Finally, the Modified Duration and
Bond Sensitivity fields are used to give an indication of
what might happen to the value of each holding and the portfolio overall
as interest rates change.
This table shows the monthly and quarterly cash flows that the portfolio will provide. After tax cash flows from each bond are reduced based on the tax rate that applies to the bond’s type (ie. muni, tres, agency, corp). Tax rates are taken from the types table.
rst_lst$bonds_port_coupons_tbl %>%
format.dt.f(., ron_vars=names(.)[-1], perc_vars=NA)This table displays the amount of the portfolio that’s in each type of Bond (muni, corp, tres, agency) and also shows the current portfolio yield by bond type. Average yield, duration, and credit quality per bond type are also displayed.
rst_lst$bonds_port_types_tbl %>%
format.dt.f(., ron_vars=names(.)[c(5:6, 11:12)], perc_vars=names(.)[c(2:3, 7:9)])Breaks down portfolio value by credit quality and shows yields for each credit tier. Cumulative percent in the percent of the portfolio that has a credit rating as good or better than the rating for the given row.

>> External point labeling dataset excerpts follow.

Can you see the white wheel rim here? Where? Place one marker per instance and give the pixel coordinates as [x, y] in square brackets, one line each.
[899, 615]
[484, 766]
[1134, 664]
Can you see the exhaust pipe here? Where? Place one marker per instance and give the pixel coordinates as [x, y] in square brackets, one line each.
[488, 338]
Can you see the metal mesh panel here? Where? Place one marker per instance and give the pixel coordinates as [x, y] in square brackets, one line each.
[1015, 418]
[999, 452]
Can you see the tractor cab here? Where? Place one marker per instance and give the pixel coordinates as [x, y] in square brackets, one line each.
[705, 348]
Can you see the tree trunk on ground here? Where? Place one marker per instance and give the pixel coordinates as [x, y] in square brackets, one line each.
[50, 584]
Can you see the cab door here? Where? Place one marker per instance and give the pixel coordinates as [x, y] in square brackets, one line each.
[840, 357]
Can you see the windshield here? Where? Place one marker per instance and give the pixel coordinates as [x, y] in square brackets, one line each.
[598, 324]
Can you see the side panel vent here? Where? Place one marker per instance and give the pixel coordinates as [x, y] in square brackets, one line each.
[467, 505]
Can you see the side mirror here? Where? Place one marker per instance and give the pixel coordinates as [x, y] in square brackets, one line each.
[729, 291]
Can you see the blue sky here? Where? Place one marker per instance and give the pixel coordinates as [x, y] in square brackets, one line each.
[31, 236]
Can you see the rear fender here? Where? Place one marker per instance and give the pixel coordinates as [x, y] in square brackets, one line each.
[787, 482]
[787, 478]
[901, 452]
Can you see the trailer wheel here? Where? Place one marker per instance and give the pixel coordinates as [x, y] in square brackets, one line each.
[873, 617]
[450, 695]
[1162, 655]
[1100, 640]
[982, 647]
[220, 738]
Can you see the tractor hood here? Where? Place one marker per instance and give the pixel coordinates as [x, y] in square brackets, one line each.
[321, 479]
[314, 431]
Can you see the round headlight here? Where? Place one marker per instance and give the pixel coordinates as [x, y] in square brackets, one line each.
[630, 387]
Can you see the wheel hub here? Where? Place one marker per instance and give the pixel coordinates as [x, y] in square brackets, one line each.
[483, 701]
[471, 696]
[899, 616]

rst_lst$bonds_port_quality_tbl %>%
format.dt.f(., ron_vars=names(.)[c(4:5, 10:11)], perc_vars=names(.)[c(2:3, 6:8)])This table displays the amount of the portfolio that will be maturing in various timeframes. Also, for all the bonds maturing within a given time bracket, average yield and credit quality are computed.
rst_lst$bonds_port_maturity_tbl %>%
format.dt.f(., ron_vars=names(.)[c(6, 11:13)], perc_vars=names(.)[c(3:4, 7:9)])Purpose:
The annuity.pv.f function utilizes
rate.equivalent.f, along with the interest rate, number of
periods, installments (cash flow), cash flow at the end of the annuity,
a boolean for immediate start, frequency of annuity payments, and
frequency of compounding of interest rates as inputs. To calculate the
present value.
| Variable | Type | Description |
|---|---|---|
| rate | Numeric | The interest rate in decimal (0.10 or 10e-2 for 10%) |
| n.periods | Numeric | The number of periods in the annuity. |
| installment | Numeric | The installment (cash flow) per period. |
| terminal.payment | Numeric | Any cash flow at the end of the annuity. For example, a bullet repayment at maturity of the unamortized principal. |
| immediate.start | Boolean | Logical variable which is TRUE for immediate annuities (the first installment is due immediately) and FALSE for deferred annuities (the first installment is due at the end of the first period). |
| cf.freq | Numeric | Frequency of annuity payments: 1 for annual, 2 for semi-annual, 12 for monthly. |
Code Example:
# Find the present value at 10% of 15 annual installments of 1 each period:
annuity.pv.f(rate=10e-2, n.periods=15)
[1] 7.60608
# Find present value at 10% of 15 annual installments of 1 each period where the annuity
# starts immediately:
annuity.pv.f(rate=10e-2, n.periods=15, immediate.start = TRUE)
[1] 8.366687Purpose:
The annuity.pv.f function utilizes
rate.equivalent.f, along with the interest rate, number of
periods, installments (cash flow), cash flow at the end of the annuity,
a boolean for immediate start, frequency of annuity payments, and
frequency of compounding of interest rates as inputs. To calculate the
future value.
| Variable | Type | Description |
|---|---|---|
| rate | Numeric | The interest rate in decimal (0.10 or 10e-2 for 10%) |
| n.periods | Numeric | The number of periods in the annuity. |
| installment | Numeric | The installment (cash flow) per period. |
| terminal.payment | Numeric | Any cash flow at the end of the annuity. For example, a bullet repayment at maturity of the unamortized principal. |
| immediate.start | Boolean | Logical variable which is TRUE for immediate annuities (the first installment is due immediately) and FALSE for deferred annuities (the first installment is due at the end of the first period). |
| cf.freq | Numeric | Frequency of annuity payments: 1 for annual, 2 for semi-annual, 12 for monthly. |
# Find the future value at 10% of 15 annual installments of 1 each period:
annuity.fv.f(rate=10e-2, n.periods=15)
[1] 31.77248
# Find future value at 10% of 15 annual installments of 1 each period where the annuity
# starts immediately:
annuity.fv.f(rate=10e-2, n.periods=15, immediate.start = TRUE)
[1] 34.94973Purpose:
The annuity.installment.f function utilizes
rate.equivalent.f, along with the interest rate, number of
periods, present value, future value, installments (cash flow), cash
flow at the end of the annuity, a boolean for immediate start, frequency
of annuity payments, and frequency of compounding of interest rates as
inputs. To calculate the annual installment.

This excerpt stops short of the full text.